We agree with respondent, however, that the Surrogate erred with respect to the scope of the hearing concerning objection No. 4. The deposit of funds into a joint account owned by joint tenants “shall, in the absence of fraud or undue influence, be *1099prima facie evidence ... of the intention of both depositors ... to create a joint tenancy and to vest title to such deposit ... in such survivor. The burden of proof in refuting such prima facie evidence is upon the party . . . challenging the title of the survivor” (Banking Law § 675 [b]). The statutory presumption is triggered by the language that appears on the bank documents establishing that decedent and respondent are joint tenants with the right of survivorship (see Matter of Stalter, 270 AD2d 594, 595 [2000], lv denied 95 NY2d 760 [2000]). There is no evidence to support a claim of fraud, undue influence or lack of capacity, and petitioner therefore was required to “tender ‘direct proof or substantial circumstantial proof, clear and convincing and sufficient to support an inference that the joint account had been opened in that form as a matter of convenience only’ ” (id. at 596). Petitioner failed to meet that burden, inasmuch as respondent’s release of the funds remaining in the accounts to the fiduciary “is [not] conclusive [with respect] to the key underlying issue, i.e., decedent’s intent at the time that the account bearing respondent’s name was created” (id.; cf.
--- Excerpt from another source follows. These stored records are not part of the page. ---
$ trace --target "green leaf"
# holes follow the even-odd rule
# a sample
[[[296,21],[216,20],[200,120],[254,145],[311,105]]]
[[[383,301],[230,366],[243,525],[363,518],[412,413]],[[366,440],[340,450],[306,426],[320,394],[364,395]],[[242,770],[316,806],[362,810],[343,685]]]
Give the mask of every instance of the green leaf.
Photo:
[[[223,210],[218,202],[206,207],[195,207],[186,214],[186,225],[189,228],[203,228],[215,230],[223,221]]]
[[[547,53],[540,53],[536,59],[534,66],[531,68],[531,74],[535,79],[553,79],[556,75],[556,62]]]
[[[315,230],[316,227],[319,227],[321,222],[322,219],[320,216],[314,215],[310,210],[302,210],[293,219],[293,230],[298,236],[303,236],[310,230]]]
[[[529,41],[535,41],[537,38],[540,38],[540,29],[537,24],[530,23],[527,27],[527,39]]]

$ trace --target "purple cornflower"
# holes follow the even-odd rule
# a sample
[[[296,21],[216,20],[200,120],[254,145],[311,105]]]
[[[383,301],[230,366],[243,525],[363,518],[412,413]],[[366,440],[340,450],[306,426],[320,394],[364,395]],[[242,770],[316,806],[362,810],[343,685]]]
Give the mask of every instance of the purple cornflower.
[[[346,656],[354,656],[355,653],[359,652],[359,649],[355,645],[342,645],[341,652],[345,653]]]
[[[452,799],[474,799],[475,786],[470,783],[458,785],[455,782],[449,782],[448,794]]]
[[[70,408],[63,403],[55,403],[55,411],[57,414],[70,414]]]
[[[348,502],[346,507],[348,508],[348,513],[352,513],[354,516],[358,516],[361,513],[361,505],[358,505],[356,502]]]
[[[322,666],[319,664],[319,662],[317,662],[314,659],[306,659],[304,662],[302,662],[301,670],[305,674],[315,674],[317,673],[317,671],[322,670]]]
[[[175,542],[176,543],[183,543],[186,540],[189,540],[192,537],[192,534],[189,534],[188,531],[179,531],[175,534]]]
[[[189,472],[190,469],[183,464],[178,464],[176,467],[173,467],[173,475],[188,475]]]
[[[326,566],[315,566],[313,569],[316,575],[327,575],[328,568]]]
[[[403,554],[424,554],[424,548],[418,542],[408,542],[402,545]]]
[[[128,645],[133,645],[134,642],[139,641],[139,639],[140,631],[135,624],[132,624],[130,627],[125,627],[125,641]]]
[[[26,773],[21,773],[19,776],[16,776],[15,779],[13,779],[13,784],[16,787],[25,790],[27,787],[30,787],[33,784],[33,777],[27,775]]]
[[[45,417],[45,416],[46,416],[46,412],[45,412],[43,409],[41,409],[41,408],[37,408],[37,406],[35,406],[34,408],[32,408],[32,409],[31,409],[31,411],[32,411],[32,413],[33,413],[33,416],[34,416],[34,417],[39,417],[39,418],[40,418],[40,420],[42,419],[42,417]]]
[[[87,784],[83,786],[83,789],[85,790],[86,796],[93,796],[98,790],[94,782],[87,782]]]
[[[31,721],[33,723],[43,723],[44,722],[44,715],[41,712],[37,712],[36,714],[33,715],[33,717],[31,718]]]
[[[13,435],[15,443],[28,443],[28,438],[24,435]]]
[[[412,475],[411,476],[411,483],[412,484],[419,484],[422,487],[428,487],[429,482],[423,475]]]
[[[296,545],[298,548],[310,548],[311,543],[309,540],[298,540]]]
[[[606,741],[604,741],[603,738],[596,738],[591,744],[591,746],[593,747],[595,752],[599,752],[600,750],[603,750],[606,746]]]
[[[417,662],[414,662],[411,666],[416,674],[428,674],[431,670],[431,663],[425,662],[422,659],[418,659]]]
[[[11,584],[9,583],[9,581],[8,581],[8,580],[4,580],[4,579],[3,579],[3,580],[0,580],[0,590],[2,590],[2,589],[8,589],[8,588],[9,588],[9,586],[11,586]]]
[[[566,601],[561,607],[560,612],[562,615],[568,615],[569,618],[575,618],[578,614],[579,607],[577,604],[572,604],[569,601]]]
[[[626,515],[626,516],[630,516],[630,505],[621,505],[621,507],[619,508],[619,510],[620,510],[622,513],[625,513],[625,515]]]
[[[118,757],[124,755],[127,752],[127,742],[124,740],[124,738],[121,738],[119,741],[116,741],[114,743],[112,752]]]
Matter of Johnson, 7 AD3d 959, 960 [2004], lv denied 3 NY3d 606 [2004]). We therefore modify the order by providing that the issues to be determined at the hearing with respect to objection No. 4 are whether a joint tenancy with right of survivor-ship was created and, if it is determined that no such tenancy was created, whether the expenditures in question were on behalf of decedent’s estate. Present—Scudder, J.P., Kehoe, Smith and Pine, JJ.